Henry Coutts was one of four colonial soldiers to receive a woollen scarf knitted by Queen Victoria in recognition of an act of gallantry. Born on 14 November 1866 at Coutts Island in Canterbury, he farmed at Ngaere in Taranaki before joining No. 1 Company of the First Contingent. While in South Africa he was promoted to Lance Corporal.
At Koornspruit on 31 March 1900, Coutts risked his own life to rescue a wounded non-commissioned officer of the Burmese Mounted Infantry. Although the officer died after being brought to the aid station, Coutts was awarded one of the Queen’s Scarves. Under the orders of King Edward VII, this award was later accompanied by a gold star and clasp.

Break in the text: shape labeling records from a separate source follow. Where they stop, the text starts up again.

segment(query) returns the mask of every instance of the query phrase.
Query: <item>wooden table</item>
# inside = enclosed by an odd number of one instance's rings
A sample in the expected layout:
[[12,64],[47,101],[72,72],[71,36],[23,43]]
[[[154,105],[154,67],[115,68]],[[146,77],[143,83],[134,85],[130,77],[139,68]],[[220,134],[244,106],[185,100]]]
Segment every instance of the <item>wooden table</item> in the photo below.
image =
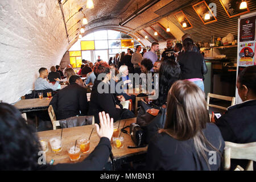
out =
[[14,105],[14,106],[22,113],[32,111],[46,110],[49,106],[52,98],[43,98],[40,100],[39,98],[20,100]]
[[[125,126],[130,126],[132,123],[136,122],[136,118],[128,119],[122,120],[120,123],[120,128],[122,127],[125,121],[126,121]],[[118,127],[118,122],[114,123],[114,127]],[[48,151],[46,152],[46,160],[49,163],[51,159],[55,160],[54,164],[59,163],[73,163],[70,161],[67,151],[67,146],[71,143],[75,144],[76,140],[80,137],[89,137],[92,129],[94,129],[90,139],[90,151],[88,154],[81,154],[81,158],[79,162],[83,160],[88,156],[89,154],[93,151],[96,146],[100,142],[100,138],[98,136],[94,125],[88,125],[84,126],[76,127],[73,128],[64,129],[63,133],[63,149],[61,152],[55,154],[52,151],[51,146],[48,142]],[[129,129],[126,129],[129,131]],[[43,137],[49,140],[51,138],[60,136],[61,130],[51,130],[47,131],[39,132],[38,136]],[[113,143],[111,144],[112,147],[112,152],[114,157],[114,160],[119,159],[122,159],[127,157],[130,157],[134,155],[141,154],[146,154],[147,147],[141,148],[127,148],[128,146],[134,146],[134,143],[131,140],[131,136],[126,134],[122,133],[121,136],[124,137],[124,146],[123,148],[116,149],[113,147]]]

Upon returning to New Zealand, Coutts enlisted once more as a Captain and Quartermaster in the Seventh Contingent. After the war he served as a Captain in the New Zealand Militia and worked as a government valuer. Despite his age he served during the First World War in Britain with the Auckland-Wellington Infantry Training Regiment as Lance Corporal (Acting Sergeant).
Coutts presented his scarf to the New Zealand government in 1913. It was displayed in the General Assembly Library for many years before being gifted to the National Army Museum in the 1980s.
After his military career Coutts continued to farm in the Taranaki region. He died in Wellington in 1944 and was buried in Auckland’s Waikumete Cemetery.